12 de enero


La belleza esta en los surcos, en la profundidad, en la sombra.

Estoy en el micro que me llevará desde La Paloma hacia Montevideo, donde nos tomaremos un Buquebus con destino final a Buenos Aires.
El movimiento mecedor del piso superior del micro, con la canción justa, desató una nostalgia palpitante en mi pecho, en la boca de mi estómago. Pienso cómo en cada viaje le entrego una parte de mí al paisaje, y cómo el paisaje me devuelve: un intercambio justo.



Nos quedamos, con Lola, una semana y un día en La Pedrera. Nos hospedamos en una casita maravillosa, llena de artículos de madera, que su dueño y autor, Luis, le alquiló a Magui. Un camino de flores lilas nos depositaba directamente en una playa tranquila en la que las mujeres se bañaban en el mar sin corpiño. Nosotras el último día, aprovechamos el apañe de las demás y descubrimos nuestras tetas blancas al sol del mediodía. La sombrilla salió volando y debimos cazarla mientras sosteníamos nuestros pechos con el antebrazo (algunos pudores los conservamos).
La playlist oscilaba entre Virus, Sandro e Isla de Caras. Con nuestro parlante escuchábamos una canción que dice: “Decime cómo estás, nena, a ver si lo entiendo. Te busco y ya no estás, como algo que pierdo”, que me recuerda a un chico con el que salí una vez. Mientras me besaba en su cama, escuchaba: “Chicas como vos… chicas como vos”. Las chicas como yo, invadidas de nostalgia.
En otra de las playas aledañas a la casa encontramos una pileta en el mar, amparada por piedras (que en realidad son cuarzo, me explicó Belén, vecina de la zona. Decía: “La piedra te puede llamar o no, y a ustedes las atrapó”). A esta pileta saltamos de bomba en dos ocasiones; las olas rebotando contra las piedras lo volvían extremo.
El último día el cuarzo me llamó, y sentada en la piedra le pedí claridad al mar. Las imágenes se linkeaban con palabras con rapidez en mi mente. Primero el mar me dijo: “No te quedes en la superficie” y yo le pregunté: “¿Dónde está la belleza?” El mar me mostró cómo el agua lograba pasar de una piedra a la otra y apareció la primera palabra: “surco”. Entonces, la belleza está en los surcos. Luego me mostró cómo al regresar la ola, el agua, con potencia, iba hacia abajo; y apareció: “profundidad”. La belleza está en los surcos, en la profundidad... El sol atardecía y frente a mí, en una piedra-cuarzo, ¡mi sombra! Y digo para adentro: ¡Claro! Recordar: no quedarme en la superficie, la belleza es otra cosa. Lo aprendimos todo mal, al revés.

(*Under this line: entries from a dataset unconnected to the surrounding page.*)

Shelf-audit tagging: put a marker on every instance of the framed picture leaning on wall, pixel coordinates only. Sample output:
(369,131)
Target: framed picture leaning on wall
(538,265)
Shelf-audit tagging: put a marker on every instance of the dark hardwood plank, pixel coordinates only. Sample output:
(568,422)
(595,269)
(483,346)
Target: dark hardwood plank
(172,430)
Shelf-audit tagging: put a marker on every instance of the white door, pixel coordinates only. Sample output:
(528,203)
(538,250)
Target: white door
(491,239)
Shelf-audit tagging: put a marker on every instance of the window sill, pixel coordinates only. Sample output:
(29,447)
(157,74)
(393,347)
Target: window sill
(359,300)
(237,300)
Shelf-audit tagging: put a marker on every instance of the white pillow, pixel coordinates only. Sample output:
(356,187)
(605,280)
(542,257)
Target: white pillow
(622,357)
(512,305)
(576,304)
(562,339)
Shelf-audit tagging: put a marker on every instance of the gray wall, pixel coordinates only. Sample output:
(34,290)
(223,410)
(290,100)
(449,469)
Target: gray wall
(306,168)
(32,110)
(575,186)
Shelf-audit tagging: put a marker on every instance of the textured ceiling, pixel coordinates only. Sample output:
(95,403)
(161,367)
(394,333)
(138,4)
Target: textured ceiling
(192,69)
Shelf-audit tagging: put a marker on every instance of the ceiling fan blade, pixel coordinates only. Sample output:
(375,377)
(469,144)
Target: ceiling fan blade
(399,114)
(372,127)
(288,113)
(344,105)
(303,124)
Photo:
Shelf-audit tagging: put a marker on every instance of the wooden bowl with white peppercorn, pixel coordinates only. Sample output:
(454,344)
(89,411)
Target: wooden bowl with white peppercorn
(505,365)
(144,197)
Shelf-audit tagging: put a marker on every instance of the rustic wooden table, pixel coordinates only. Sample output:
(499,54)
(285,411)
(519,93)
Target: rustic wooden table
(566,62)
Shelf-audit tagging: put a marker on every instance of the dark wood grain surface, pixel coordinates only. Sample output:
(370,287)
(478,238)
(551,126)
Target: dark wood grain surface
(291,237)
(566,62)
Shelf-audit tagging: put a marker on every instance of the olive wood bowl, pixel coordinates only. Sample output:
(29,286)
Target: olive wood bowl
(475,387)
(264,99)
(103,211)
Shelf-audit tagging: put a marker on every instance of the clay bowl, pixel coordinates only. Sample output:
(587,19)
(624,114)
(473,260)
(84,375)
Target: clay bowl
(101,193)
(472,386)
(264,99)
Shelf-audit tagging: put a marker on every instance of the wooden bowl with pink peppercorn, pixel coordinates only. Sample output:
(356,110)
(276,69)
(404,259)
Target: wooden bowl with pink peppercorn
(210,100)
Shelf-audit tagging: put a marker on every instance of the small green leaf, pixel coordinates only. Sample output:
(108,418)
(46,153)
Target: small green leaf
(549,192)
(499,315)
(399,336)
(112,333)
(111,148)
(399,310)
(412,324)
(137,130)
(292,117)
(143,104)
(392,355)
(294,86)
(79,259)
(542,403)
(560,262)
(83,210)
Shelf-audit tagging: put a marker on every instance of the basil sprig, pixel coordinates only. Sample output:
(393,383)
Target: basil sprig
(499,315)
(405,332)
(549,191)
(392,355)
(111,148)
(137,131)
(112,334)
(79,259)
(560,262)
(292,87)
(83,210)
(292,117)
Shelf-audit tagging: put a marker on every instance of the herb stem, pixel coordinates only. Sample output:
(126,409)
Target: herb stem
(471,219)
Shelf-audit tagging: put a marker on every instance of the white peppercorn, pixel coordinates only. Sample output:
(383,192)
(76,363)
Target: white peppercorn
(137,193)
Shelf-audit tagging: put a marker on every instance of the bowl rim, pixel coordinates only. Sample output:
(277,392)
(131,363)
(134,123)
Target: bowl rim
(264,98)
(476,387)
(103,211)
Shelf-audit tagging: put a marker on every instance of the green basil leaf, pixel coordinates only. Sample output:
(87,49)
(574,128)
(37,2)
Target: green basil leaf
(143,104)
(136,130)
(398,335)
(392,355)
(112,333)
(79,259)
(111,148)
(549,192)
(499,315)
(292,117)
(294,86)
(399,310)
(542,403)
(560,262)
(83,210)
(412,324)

Fue una semana desbordada de placeres. Bebimos limonada con frutos rojos a diario, amasamos pizza, comimos huevos frescos de Dorita, la gallina dorada de Luis.
Con Lola trajimos libros para devorar. Al llegar descubrimos que yo había traído una novela de Camila Sosa Villada y un libro de cuentos de Mariana Enríquez, y ella una novela de Mariana y cuentos de Camila. Estábamos en completa sincronía. Ambas leímos todo, inclusive lo que trajo la otra. Las chicas como nosotras queremos leer a otras chicas que hablen de los surcos, lo profundo, las sombras: sabemos dónde está la belleza.
Pensé, a lo largo del viaje y en varias ocasiones, que podría vivir acá, en La Pedrera. Si quisiera hacerlo podría, lo sé. Porque las chicas como yo necesitamos vivir cerca del agua; por eso mi casa es frente al río Luján.

La casi luna llena en Cáncer me dio vuelta de afuera hacia adentro, para que mi sangre depure a la que ya no seré más, a la que debí dejar de ser hace tiempo.
Alguna vez escribí: “Las cosas las pienso mirando el río, y las decisiones las tomo después de hablar con mamá”, y creo que delata mi luna natal en Cáncer mejor que nada.

Dejaré que lo demás decante en los próximos días. Ahora ansío llegar a casa.